CLUE (Community Lighting for the Urban Environment) is an international lighting competition for students and young professionals around the world created to empower young designers to consider societal issues and conceive innovative solutions. The competition is over 15 years old and sets the standard for young designers to develop forward-thinking lighting concepts which stimulate challenging ideas and recognise the individuals creating those ideas.
CLUE President, Serina Tarkhanian explains that the competition originated from a group of lighting designers in Montreal. “The goal was to give young design students the opportunity to think about the future of lighting,” she expresses. Today, CLUE is steered by a group of volunteer designers from various walks of life. “We still believe in this today, by means of looking at how lighting can be a driving force for change in communities around the world,” Serina comments.
The CLUE team is a mix of design related professionals that range from architects, designers and lighting designers. “I’m a designer, and I design interactive educational experiences for museums, schools, and cultural institutions,” informs Serina. Serina is currently on sabbatical for her master’s in Social Design at the Design Academy in Eindhoven. “There, my work is focused on the future of ageing. Within CLUE, I act as president,” she advises. “Which means I work with the group to establish a strong and continuous vision for the organisation, amongst other things.”
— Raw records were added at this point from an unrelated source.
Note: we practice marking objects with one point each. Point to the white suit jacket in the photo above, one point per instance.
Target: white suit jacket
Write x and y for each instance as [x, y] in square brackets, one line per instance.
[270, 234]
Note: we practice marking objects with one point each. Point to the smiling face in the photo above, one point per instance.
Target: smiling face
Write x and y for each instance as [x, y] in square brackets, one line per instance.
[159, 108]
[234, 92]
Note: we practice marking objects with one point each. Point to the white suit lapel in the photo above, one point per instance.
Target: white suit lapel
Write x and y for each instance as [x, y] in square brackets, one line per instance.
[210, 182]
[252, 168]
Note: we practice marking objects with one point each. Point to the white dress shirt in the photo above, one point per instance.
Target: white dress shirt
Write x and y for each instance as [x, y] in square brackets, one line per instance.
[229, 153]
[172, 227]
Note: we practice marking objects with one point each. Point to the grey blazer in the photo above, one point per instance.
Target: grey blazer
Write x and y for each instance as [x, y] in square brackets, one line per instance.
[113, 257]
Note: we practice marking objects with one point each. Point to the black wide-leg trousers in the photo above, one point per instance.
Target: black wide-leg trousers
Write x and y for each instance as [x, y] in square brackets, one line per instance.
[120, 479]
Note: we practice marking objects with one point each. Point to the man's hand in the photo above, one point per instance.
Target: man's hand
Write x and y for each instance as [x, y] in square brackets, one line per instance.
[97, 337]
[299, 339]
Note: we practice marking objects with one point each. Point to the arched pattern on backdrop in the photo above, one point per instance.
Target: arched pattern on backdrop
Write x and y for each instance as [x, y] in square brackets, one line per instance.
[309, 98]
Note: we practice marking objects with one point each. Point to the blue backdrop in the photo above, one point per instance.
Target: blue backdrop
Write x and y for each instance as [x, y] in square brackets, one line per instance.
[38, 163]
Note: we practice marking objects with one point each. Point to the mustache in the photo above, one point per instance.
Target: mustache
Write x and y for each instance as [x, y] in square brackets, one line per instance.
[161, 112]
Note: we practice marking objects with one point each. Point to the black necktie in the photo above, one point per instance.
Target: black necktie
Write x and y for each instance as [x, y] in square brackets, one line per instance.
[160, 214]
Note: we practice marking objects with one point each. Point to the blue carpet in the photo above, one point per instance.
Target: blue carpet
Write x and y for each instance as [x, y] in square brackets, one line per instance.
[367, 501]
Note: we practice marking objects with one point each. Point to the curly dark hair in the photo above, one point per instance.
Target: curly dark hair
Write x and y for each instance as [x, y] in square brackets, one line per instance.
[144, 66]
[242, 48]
Serina explores the 4th edition of the CLUE competition, which was titled Light and the Senses. This theme invited students to develop a lighting design solution that aided the users of a city to reconnect and to better their public spaces through the use of their senses. “The winning projects were innovative in that they addressed specific contexts in highly critical, poetic, and stimulating ways through their designs.” Serina explains that these designs told a story of a community, a place, of the people there – and seamlessly used light and other sensory tools to make new, positive and engaging narratives. “You can’t readily pluck the concepts and place them anywhere else either, and that makes them rather unique.”
The theme chosen for this year’s competition is Light & Disruption. This new edition is about having designers identify an urgency and to use their design skills and critical outlooks to create alternative tools, situations and narratives that address these emergencies. “It can be hyper-specific to a community in part of the world or speak to something that spans continents – that is for the designer to decide,” elaborates Serina. She explains that from this edition, CLUE recognises how easy it is to fall into fatalistic discourses when we look at disruptions around the world, “we want to change that.” The theme wants young designers to feel that they can have agency over what’s going on in their communities and that their projects could indeed change the tide.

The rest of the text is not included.